Understanding Query Execution Plans

Java Jedi
6 min readJan 13, 2025

How Query Plans Affect Query Performance

In our previous post, we discussed how to use the EXPLAIN operator to check whether an index is being utilized during query execution. However, we didn’t dive deeply into how EXPLAIN works or what the output means. If you missed that post, be sure to check it out for a solid foundation.

In today’s post, we’ll take a deeper look at the Query Execution Plan and break down the various key aspects, including Index Scan, Gather, Seq Scan, and important metrics like cost, rows, and more. Let’s get started!

We have a id column with an index created because id is declared as the Primary Key. Let’s retrieve all users whose id is less than 100.

EXPLAIN SELECT id, first_name, last_name, email, birthday, is_pro
FROM users WHERE ID < 100;

Execution Plan for Query Using the Indexed Column — id

+--------------------------------------------------------------------------+
|QUERY PLAN |
+--------------------------------------------------------------------------+
|Index Scan using users_pkey on users (cost=0.42..11.30 rows=106 width=52)|
| Index Cond: (id < 100) |
+--------------------------------------------------------------------------+

Let’s break down the output to understand what is going under the hood.

Query Plain Breakdown

1. Index Scan using users_pkey on users:

  • Index Scan : this means that the database is using an index to locate the rows that satisfy the condition, rather than sequential scanning of the whole table row by row. Index Scan is typically more efficient for queries that can take advantage of an index.
  • using users_pkey: This specifies that the database is using the users_pkey index to perform the scan that is created automatically when id is declared as Primary Key.
  • on users : It indicates which table the scan is being applied to — in this case users table.

2. (cost=0.42..11.30 rows=106 width=52):

  • cost=0.42..11.30 : This is the estimated cost of executing the query, expressed in arbitrary units. It’s important to note that this cost is neither directly related to time nor memory usage but represents the internal calculation PostgreSQL uses to determine the efficiency of the query plan.
    - 0.42: This is the estimated startup cost, or the cost to begin scanning. the index.
    - 11.30: This is the total cost of the query plan, including reading the data and completing the operation.
    The database uses these cost estimates to compare different possible query plans and choose the most efficient one. A lower cost indicates a more efficient plan.
  • rows=106: This represents the estimated number of rows that the database expects to return based on the query plan. In this case, the database expects 106 rows to match the condition id < 100.
  • width=52: This represents the average width (in bytes) of each row returned by the query. It’s the estimated size of each row in the result set.
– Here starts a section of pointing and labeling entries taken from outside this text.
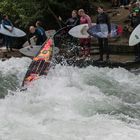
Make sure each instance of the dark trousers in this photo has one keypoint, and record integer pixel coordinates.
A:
(103, 47)
(137, 51)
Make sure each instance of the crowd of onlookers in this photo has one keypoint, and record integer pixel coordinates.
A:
(116, 3)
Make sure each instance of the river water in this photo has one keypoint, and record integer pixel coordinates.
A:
(69, 104)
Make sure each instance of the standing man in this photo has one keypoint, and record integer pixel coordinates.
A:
(135, 21)
(38, 33)
(85, 42)
(102, 18)
(8, 39)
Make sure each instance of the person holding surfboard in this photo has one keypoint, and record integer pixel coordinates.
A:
(135, 20)
(102, 18)
(85, 42)
(7, 39)
(38, 33)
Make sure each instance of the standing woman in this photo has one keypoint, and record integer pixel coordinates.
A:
(102, 18)
(8, 39)
(85, 42)
(72, 21)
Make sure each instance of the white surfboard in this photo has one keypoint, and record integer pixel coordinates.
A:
(15, 32)
(80, 31)
(49, 33)
(33, 50)
(134, 38)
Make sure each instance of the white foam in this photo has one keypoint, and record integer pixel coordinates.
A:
(70, 104)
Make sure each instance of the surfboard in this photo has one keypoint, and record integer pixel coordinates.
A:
(134, 38)
(40, 64)
(49, 34)
(80, 31)
(32, 51)
(101, 31)
(15, 32)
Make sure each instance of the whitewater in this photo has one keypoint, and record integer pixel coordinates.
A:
(69, 104)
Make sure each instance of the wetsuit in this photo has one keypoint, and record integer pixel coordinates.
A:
(8, 39)
(102, 18)
(40, 36)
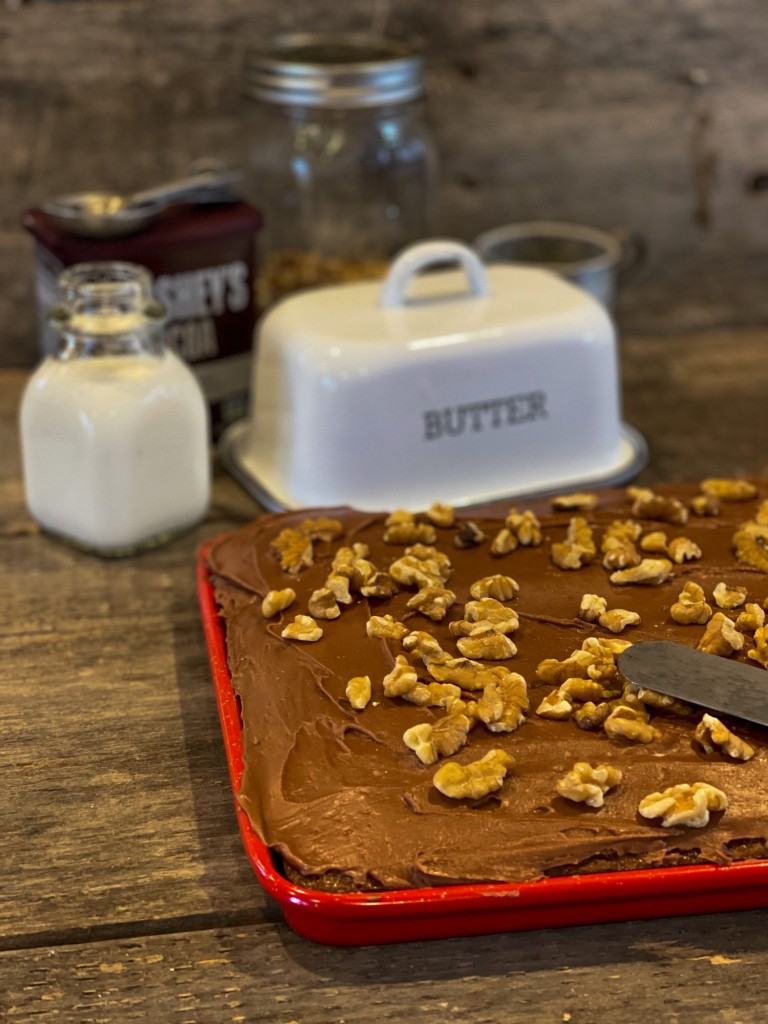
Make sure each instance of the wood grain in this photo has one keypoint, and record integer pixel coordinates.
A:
(707, 970)
(126, 893)
(643, 117)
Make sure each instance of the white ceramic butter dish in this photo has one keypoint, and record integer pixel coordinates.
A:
(456, 385)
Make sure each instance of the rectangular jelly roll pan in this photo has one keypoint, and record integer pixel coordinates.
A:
(410, 914)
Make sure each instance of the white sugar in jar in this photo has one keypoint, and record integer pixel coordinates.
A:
(114, 425)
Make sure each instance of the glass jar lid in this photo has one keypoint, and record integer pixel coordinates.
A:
(105, 298)
(345, 70)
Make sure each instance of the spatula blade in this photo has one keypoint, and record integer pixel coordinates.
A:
(708, 680)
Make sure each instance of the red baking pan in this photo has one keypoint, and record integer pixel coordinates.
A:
(446, 911)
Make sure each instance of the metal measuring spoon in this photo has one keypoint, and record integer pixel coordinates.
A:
(100, 215)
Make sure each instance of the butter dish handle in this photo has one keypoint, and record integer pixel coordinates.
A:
(425, 254)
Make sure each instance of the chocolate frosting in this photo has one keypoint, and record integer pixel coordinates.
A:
(335, 790)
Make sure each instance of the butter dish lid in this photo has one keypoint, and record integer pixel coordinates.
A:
(438, 384)
(423, 302)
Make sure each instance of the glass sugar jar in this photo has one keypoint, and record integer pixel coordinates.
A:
(114, 425)
(341, 158)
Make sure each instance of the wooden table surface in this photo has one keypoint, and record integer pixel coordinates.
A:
(126, 895)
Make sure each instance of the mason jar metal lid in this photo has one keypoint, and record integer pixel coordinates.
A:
(342, 70)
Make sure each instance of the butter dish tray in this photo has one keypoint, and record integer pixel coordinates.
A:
(462, 385)
(238, 458)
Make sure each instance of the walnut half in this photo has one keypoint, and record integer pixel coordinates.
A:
(711, 733)
(586, 784)
(475, 779)
(684, 805)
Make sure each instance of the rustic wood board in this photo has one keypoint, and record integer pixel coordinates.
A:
(708, 970)
(648, 118)
(111, 730)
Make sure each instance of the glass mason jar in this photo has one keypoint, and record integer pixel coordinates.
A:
(114, 425)
(341, 160)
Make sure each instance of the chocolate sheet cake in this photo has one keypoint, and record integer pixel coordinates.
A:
(434, 698)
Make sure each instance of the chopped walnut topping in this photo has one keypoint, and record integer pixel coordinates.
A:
(652, 506)
(728, 489)
(441, 739)
(358, 691)
(504, 542)
(617, 620)
(379, 585)
(751, 619)
(469, 536)
(475, 779)
(751, 544)
(276, 601)
(302, 628)
(323, 604)
(588, 784)
(721, 636)
(352, 564)
(464, 672)
(705, 505)
(385, 628)
(592, 607)
(591, 715)
(580, 501)
(486, 642)
(729, 597)
(499, 587)
(603, 652)
(578, 688)
(691, 607)
(617, 545)
(294, 550)
(760, 651)
(555, 706)
(441, 515)
(504, 704)
(436, 563)
(432, 602)
(486, 611)
(425, 645)
(339, 587)
(630, 724)
(433, 694)
(684, 805)
(579, 547)
(401, 679)
(711, 733)
(525, 526)
(552, 671)
(650, 570)
(654, 543)
(348, 556)
(663, 701)
(682, 549)
(401, 527)
(413, 571)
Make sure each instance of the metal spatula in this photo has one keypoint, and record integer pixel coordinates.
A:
(713, 682)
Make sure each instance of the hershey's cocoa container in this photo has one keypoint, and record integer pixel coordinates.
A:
(203, 259)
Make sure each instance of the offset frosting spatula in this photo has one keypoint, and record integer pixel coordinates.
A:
(713, 682)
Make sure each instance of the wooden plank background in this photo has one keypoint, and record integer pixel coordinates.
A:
(651, 117)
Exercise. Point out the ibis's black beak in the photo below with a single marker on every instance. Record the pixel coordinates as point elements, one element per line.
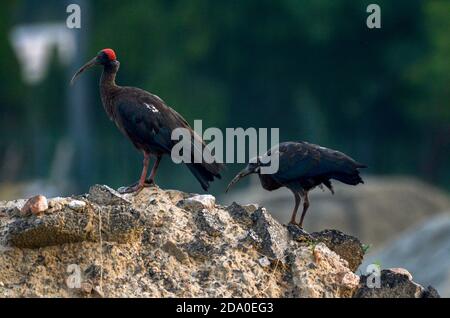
<point>239,176</point>
<point>89,64</point>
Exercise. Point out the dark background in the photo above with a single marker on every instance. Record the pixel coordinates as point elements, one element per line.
<point>311,68</point>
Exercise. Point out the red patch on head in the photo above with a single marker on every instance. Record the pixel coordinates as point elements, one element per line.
<point>110,53</point>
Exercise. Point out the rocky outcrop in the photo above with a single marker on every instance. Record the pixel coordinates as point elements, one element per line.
<point>167,244</point>
<point>424,250</point>
<point>394,283</point>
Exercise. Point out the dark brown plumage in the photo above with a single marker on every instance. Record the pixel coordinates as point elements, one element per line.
<point>147,121</point>
<point>302,167</point>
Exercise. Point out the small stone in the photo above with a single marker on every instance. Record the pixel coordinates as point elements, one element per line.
<point>240,213</point>
<point>198,202</point>
<point>274,236</point>
<point>171,248</point>
<point>86,287</point>
<point>36,205</point>
<point>264,261</point>
<point>401,271</point>
<point>77,205</point>
<point>209,223</point>
<point>97,291</point>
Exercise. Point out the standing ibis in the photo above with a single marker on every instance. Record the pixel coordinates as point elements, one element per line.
<point>147,121</point>
<point>302,167</point>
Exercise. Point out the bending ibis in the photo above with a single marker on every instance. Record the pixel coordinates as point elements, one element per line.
<point>302,167</point>
<point>146,120</point>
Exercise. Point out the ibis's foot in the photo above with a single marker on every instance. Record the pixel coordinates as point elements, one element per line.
<point>147,184</point>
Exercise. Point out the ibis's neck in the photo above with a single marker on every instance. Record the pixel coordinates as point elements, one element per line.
<point>108,88</point>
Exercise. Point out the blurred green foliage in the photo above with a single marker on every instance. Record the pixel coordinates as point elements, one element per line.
<point>312,68</point>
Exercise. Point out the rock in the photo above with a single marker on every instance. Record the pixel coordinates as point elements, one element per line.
<point>118,225</point>
<point>174,250</point>
<point>365,212</point>
<point>104,195</point>
<point>423,250</point>
<point>36,205</point>
<point>430,292</point>
<point>264,261</point>
<point>148,245</point>
<point>209,223</point>
<point>77,205</point>
<point>328,275</point>
<point>393,284</point>
<point>347,247</point>
<point>274,237</point>
<point>298,234</point>
<point>241,213</point>
<point>86,287</point>
<point>198,202</point>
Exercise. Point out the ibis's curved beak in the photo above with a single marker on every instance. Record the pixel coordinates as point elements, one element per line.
<point>238,177</point>
<point>89,64</point>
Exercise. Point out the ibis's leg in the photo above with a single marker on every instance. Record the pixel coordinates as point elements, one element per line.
<point>294,213</point>
<point>141,184</point>
<point>305,208</point>
<point>151,180</point>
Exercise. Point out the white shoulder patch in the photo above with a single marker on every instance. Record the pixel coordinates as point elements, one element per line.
<point>152,108</point>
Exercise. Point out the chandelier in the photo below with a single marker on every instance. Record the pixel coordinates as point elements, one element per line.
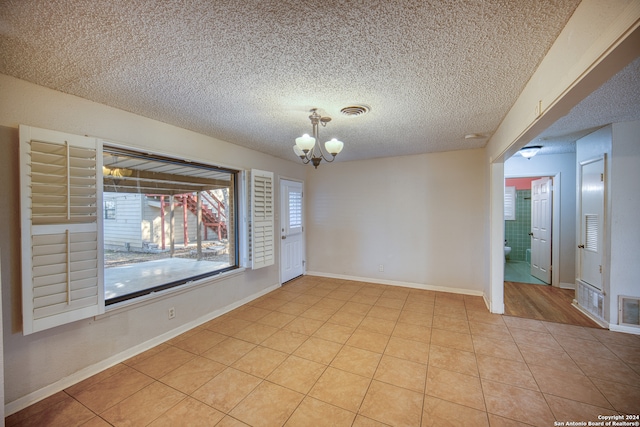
<point>306,147</point>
3. Index Cond: (id < 100):

  • Index Cond: This refers to the condition that the index is using to filter rows. In this case, the condition is id < 100.
    The index (users_pkey) is being used to filter out rows where the id is less than 100. This is more efficient than a sequential scan because the index is sorted, and the database can quickly jump to the relevant rows rather than checking every row in the table.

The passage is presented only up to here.